Author: Michael Buckley
I wasn’t that big a fan of the first book in the Sisters Grimm series (about modern day descendants of the Brothers Grimm in a world where their stories were non-fiction), but I still like the concept and therefore I tried this second book. Unfortunately, it has similar flaws as the first one. For instance, the stories are very childish, clearly targeting a young audience, yet they’re filled with death and monsters and other gruesome imagery that I can’t imagine would be very appropriate for young children.

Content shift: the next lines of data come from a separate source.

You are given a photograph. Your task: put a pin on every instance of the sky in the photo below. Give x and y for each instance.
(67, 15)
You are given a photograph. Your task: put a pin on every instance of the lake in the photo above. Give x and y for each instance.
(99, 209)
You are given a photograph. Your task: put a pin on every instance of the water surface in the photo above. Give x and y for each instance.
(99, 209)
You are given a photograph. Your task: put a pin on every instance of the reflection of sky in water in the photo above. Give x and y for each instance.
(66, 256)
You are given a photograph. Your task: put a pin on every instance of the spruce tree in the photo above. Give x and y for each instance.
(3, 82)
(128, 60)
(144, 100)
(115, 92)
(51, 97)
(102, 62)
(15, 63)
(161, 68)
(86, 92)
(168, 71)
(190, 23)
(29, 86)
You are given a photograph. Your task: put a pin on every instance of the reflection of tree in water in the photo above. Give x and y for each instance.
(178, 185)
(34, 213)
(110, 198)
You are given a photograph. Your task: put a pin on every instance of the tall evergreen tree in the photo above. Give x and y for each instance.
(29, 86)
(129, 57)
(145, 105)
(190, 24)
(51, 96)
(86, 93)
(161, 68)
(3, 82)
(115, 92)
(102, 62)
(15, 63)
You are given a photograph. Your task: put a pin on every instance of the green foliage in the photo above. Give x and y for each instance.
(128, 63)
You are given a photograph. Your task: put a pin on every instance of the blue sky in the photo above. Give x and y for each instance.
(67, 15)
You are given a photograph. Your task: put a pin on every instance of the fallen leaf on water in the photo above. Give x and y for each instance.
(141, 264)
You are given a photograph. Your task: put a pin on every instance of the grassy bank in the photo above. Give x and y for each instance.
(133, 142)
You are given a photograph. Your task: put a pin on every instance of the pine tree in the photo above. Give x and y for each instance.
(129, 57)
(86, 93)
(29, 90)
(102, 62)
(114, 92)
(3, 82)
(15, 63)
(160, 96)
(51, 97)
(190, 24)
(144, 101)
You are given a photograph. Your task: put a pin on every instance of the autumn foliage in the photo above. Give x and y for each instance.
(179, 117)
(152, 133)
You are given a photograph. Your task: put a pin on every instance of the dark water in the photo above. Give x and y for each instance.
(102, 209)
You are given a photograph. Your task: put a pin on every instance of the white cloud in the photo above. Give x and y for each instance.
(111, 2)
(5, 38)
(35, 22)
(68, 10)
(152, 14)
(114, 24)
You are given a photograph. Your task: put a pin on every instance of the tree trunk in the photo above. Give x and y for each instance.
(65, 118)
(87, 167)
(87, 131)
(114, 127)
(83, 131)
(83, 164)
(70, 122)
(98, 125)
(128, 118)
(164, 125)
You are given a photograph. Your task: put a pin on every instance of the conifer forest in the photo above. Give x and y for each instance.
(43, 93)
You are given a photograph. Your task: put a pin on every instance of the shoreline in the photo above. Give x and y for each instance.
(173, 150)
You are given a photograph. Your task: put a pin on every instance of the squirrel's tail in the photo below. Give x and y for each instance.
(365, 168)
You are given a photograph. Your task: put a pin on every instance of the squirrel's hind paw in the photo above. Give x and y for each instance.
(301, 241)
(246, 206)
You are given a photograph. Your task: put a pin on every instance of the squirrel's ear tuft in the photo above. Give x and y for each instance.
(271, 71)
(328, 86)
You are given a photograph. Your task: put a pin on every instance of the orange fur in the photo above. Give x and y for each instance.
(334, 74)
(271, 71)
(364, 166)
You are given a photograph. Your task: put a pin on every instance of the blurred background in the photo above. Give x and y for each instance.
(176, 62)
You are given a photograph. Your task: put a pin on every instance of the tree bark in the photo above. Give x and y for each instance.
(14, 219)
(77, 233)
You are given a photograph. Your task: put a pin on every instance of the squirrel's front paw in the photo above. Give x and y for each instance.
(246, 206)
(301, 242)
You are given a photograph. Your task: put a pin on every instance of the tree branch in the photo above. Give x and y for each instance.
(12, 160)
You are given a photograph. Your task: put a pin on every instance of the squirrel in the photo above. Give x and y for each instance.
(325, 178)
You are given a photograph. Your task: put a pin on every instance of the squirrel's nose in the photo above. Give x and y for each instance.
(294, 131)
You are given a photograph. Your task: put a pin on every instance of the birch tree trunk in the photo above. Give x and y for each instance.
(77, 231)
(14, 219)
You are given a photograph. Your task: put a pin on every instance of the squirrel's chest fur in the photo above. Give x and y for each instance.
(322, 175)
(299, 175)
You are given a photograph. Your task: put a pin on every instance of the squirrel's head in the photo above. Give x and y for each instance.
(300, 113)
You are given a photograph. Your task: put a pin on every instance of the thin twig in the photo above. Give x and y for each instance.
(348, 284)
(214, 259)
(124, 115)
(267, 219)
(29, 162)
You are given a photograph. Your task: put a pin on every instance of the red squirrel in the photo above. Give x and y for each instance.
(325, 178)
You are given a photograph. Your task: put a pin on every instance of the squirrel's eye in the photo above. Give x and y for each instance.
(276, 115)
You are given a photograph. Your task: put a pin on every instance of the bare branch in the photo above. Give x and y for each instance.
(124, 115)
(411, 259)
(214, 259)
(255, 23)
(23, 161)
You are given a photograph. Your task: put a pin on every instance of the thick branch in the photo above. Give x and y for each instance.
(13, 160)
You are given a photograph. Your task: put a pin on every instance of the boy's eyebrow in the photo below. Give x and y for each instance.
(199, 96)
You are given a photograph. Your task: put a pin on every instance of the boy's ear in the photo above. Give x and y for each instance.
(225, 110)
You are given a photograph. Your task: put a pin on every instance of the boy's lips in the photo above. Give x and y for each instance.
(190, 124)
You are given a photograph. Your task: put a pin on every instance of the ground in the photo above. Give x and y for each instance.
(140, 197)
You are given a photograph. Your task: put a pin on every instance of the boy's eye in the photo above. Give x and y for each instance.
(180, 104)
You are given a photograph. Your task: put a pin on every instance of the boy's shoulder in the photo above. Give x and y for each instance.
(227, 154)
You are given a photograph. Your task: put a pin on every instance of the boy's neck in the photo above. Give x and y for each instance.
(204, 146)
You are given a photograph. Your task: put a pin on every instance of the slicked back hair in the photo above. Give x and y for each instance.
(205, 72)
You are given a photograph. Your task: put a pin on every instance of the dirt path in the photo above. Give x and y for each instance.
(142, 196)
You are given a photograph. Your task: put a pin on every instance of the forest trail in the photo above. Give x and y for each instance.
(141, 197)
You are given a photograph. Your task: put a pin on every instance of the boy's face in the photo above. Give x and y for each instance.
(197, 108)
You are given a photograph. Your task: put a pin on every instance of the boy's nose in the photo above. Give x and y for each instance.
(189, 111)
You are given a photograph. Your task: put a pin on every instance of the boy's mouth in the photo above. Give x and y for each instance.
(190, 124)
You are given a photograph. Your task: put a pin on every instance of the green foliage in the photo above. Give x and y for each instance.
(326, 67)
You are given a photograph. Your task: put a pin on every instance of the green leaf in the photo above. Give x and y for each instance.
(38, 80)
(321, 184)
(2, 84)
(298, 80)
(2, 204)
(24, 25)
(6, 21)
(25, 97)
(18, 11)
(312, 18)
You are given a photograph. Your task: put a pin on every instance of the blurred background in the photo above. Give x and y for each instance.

But I’ve narrowed down the chief flaw to the plots: they just don’t make much sense. Though supposedly the girls are fairy-tale “detectives” there can’t be much detecting, since the resolutions always involve strange magic requiring information we don’t have in advance (in other words, these aren’t like regular mystery books where the reader can solve the crime if clever enough). The first book had a weak plot and this one here has a strange one, one that’s really over-the-top and bizarre. (Without spoiling too much, it involves a character who can blow himself up like a nuclear bomb. Yeah, that makes sense.) Another frustrating aspect of these stories is that the main characters do very little to actual solve or resolve the situation. The girls stumble onto crimes (or the bad guy attacks them) and the ending involves another bad guy stopping the really bad guy — our heroines are pretty much useless.

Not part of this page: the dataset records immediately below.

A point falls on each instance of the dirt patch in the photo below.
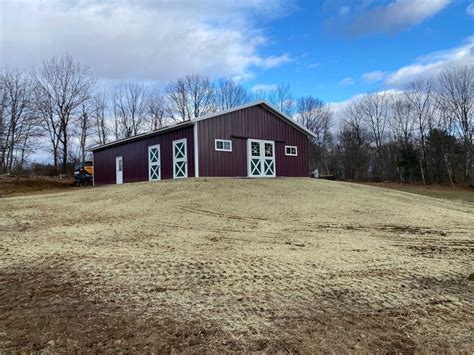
(17, 186)
(460, 193)
(46, 308)
(235, 265)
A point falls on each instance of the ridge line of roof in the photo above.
(205, 117)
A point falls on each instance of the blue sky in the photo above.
(324, 53)
(332, 49)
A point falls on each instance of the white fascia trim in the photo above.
(196, 150)
(141, 135)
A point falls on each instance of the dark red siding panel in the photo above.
(135, 157)
(252, 122)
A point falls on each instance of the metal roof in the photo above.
(263, 103)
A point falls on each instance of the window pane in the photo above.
(255, 149)
(268, 149)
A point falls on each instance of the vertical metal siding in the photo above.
(252, 122)
(135, 157)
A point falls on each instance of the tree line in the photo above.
(421, 134)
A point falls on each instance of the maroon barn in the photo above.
(253, 140)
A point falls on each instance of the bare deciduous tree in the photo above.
(456, 89)
(18, 123)
(64, 85)
(354, 144)
(130, 108)
(402, 121)
(315, 115)
(83, 126)
(99, 117)
(156, 110)
(420, 96)
(374, 113)
(190, 97)
(229, 94)
(282, 98)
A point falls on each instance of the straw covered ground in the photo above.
(215, 265)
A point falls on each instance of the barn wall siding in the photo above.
(252, 122)
(135, 157)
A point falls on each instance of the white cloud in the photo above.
(339, 108)
(148, 40)
(273, 61)
(263, 88)
(470, 9)
(373, 76)
(344, 10)
(395, 16)
(432, 64)
(347, 81)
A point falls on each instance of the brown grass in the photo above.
(218, 265)
(461, 193)
(18, 186)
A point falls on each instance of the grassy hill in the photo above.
(236, 265)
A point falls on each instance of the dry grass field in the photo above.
(219, 265)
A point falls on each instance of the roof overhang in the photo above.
(180, 125)
(265, 105)
(141, 136)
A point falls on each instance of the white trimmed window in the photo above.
(291, 150)
(223, 145)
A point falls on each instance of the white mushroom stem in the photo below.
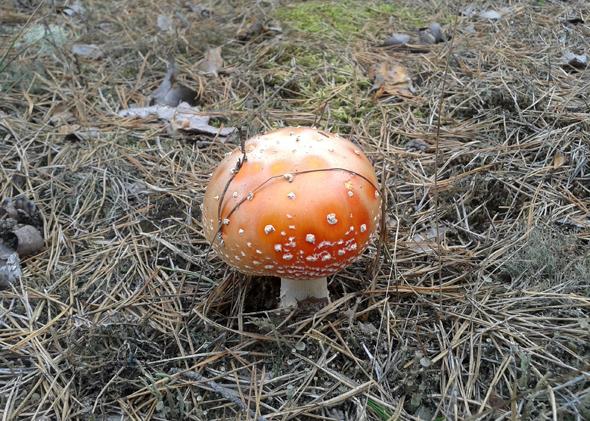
(294, 290)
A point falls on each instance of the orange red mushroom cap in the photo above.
(303, 205)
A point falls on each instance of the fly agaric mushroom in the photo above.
(303, 205)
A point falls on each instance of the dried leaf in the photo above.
(201, 10)
(391, 80)
(558, 160)
(368, 328)
(172, 93)
(212, 63)
(397, 39)
(577, 61)
(250, 31)
(470, 10)
(490, 15)
(91, 51)
(165, 23)
(182, 117)
(75, 132)
(75, 9)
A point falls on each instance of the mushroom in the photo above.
(302, 206)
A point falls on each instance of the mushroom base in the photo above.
(295, 290)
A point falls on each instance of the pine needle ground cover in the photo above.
(472, 304)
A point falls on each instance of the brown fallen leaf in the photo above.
(212, 64)
(390, 79)
(558, 160)
(170, 92)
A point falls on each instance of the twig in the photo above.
(226, 393)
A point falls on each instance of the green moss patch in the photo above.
(343, 19)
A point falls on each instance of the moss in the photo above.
(344, 19)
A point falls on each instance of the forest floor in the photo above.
(473, 304)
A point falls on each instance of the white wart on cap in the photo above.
(303, 206)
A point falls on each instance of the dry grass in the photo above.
(474, 305)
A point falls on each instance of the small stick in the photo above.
(226, 393)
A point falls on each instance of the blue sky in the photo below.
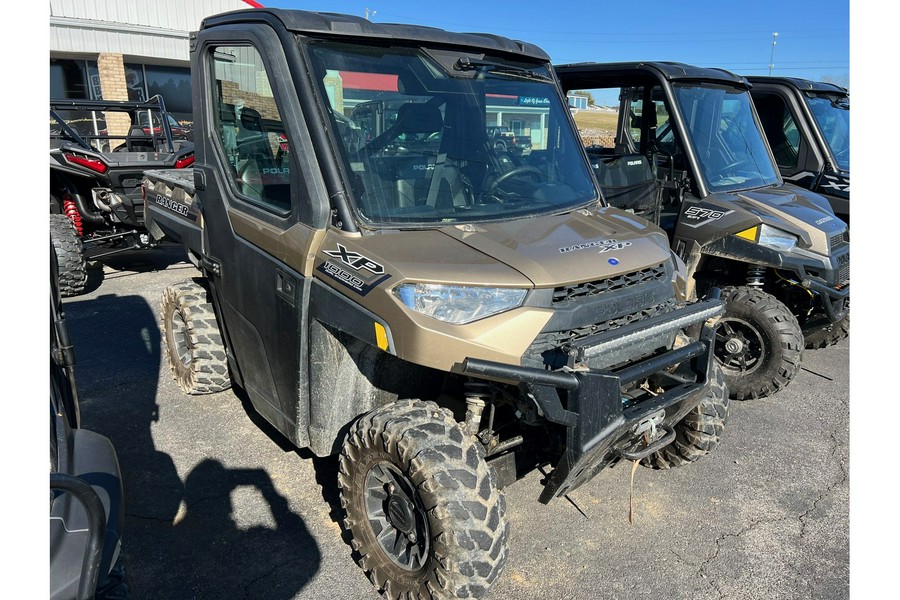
(813, 35)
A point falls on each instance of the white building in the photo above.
(118, 50)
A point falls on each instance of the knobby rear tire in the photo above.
(194, 348)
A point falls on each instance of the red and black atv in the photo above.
(99, 150)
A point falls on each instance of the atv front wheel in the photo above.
(194, 348)
(69, 255)
(759, 344)
(699, 432)
(421, 504)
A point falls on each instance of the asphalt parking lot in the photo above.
(220, 506)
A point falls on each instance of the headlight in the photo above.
(458, 304)
(770, 237)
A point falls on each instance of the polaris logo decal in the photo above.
(601, 245)
(174, 206)
(702, 215)
(355, 260)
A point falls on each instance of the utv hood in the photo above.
(543, 251)
(580, 246)
(789, 208)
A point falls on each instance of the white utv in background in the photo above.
(443, 314)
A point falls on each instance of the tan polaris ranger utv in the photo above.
(443, 314)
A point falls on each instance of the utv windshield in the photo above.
(832, 113)
(726, 137)
(413, 129)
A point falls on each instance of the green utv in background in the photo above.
(689, 154)
(443, 313)
(807, 124)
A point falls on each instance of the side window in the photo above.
(249, 128)
(780, 128)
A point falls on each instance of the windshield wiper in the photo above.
(484, 66)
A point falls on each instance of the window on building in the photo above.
(74, 79)
(174, 85)
(250, 129)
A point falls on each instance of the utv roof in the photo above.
(624, 71)
(350, 27)
(85, 104)
(804, 85)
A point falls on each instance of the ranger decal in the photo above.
(176, 207)
(602, 245)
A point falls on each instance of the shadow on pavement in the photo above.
(181, 539)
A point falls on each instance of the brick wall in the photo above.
(113, 86)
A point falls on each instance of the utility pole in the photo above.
(772, 58)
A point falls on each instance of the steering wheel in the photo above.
(521, 170)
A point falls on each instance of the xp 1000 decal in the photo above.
(352, 269)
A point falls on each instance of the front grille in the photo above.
(547, 347)
(839, 241)
(592, 288)
(844, 269)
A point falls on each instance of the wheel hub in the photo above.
(739, 346)
(734, 346)
(400, 514)
(397, 517)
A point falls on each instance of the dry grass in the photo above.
(592, 119)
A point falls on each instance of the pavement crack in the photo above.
(835, 447)
(825, 377)
(703, 572)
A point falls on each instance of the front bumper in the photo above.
(600, 427)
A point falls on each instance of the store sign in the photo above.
(525, 101)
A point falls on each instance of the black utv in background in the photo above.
(807, 124)
(690, 155)
(99, 151)
(87, 513)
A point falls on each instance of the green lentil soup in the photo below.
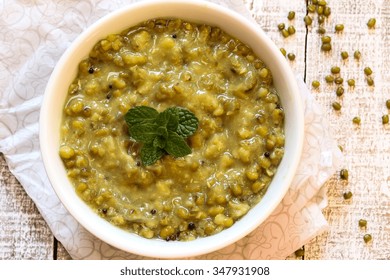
(236, 148)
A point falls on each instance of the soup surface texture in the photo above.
(235, 151)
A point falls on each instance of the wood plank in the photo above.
(23, 234)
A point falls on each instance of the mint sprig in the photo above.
(161, 133)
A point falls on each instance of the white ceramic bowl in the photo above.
(196, 11)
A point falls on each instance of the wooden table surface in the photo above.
(366, 147)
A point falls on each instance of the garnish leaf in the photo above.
(159, 142)
(161, 133)
(150, 154)
(176, 145)
(140, 114)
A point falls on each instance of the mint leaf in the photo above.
(176, 145)
(188, 122)
(150, 154)
(144, 132)
(161, 133)
(140, 114)
(159, 142)
(168, 119)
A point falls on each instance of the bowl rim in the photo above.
(154, 248)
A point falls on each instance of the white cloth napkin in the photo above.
(33, 37)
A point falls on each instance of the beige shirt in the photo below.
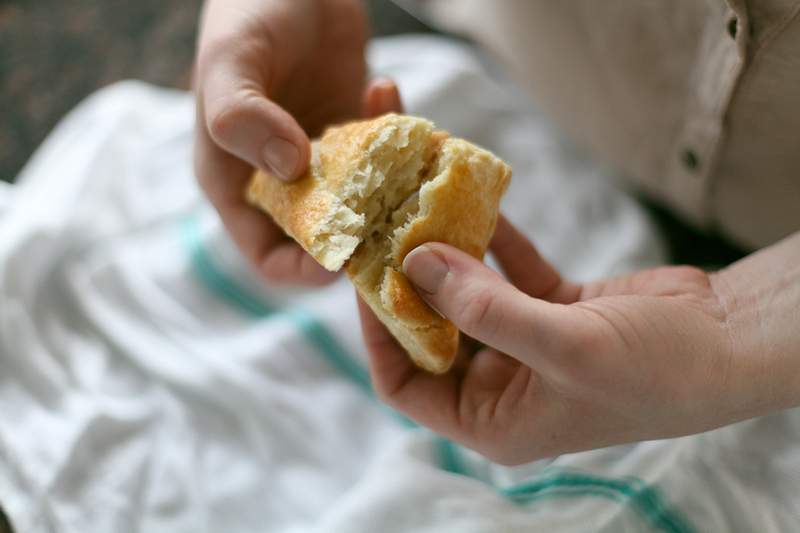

Speaking of the ending, this particular book really gets on my nerves by not actually having an ending. It almost literally stops in the middle of a sentence with a “to be continued” encouraging you to buy the next book. Arghh! While we sort of get the idea that the bad guy has been stopped, even that isn’t completely clear, and the story ends with a setup for the sequel.
None of this means the book is horrible — there are some good moments, wonderful characters, and real quality writing in places. The setting is brilliant and the way fairy tale creatures are blended throughout is genius. But I just wish there were better stories underlying these books. Instead we have a one-gimmick premise with feeble attempts to wrap a “mystery” around it.